Castlevania: Symphony of the Night is one of the greatest games ever


Castlevania: Symphony of the Night is one of the greatest games ever, and almost certainly the best Metroid-style platformer not called Metroid. But the American version suffers from a lethal one-two punch of bad translations, and amateur voice actors delivering melodramatic, second-grade dialogue.

When Richter Belmont encounters Dracula early in the game, he confronts him with "Die, monster! You don't belong in this world!" That doesn't sound so bad on paper, but Richter sounds like he's straight out of the worst possible B-movie. More middling dialogue with atrocious acting follows, until Drac delivers the immortal line that not even Morgan Freeman could believably deliver: "What is a man? A miserable little pile of secrets!" 

What does that even mean? Why do our secrets make us miserable? Does an immortal, evil vampire have no secrets? That line reeks of ninth-grade poetry.
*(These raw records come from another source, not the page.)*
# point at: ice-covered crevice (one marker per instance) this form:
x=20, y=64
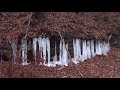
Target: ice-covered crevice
x=24, y=52
x=44, y=48
x=40, y=47
x=84, y=50
x=14, y=50
x=92, y=48
x=77, y=51
x=35, y=47
x=88, y=49
x=48, y=50
x=98, y=48
x=64, y=53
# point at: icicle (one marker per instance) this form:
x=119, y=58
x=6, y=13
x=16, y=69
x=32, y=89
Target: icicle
x=96, y=47
x=74, y=48
x=104, y=48
x=55, y=56
x=88, y=49
x=80, y=54
x=14, y=49
x=92, y=48
x=48, y=50
x=64, y=55
x=84, y=56
x=34, y=47
x=75, y=51
x=40, y=46
x=60, y=54
x=78, y=50
x=24, y=52
x=44, y=48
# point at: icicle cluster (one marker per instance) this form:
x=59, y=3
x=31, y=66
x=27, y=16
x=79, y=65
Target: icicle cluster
x=24, y=52
x=44, y=48
x=82, y=50
x=89, y=49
Compare it to the Japanese version, where not only does the voice acting sound better and more intense, but the words actually sound like things people would say. Instead of corny dialogue about monsters and secrets, Richter and Dracula debate whether greed or love drive humanity, and instead of gibberish about piles of secrets, Dracula ends the discussion with "Foolish drivel. I will prove to you which of us is right. With death!" It's not Shakespeare, but it's still way better than what we got in the States.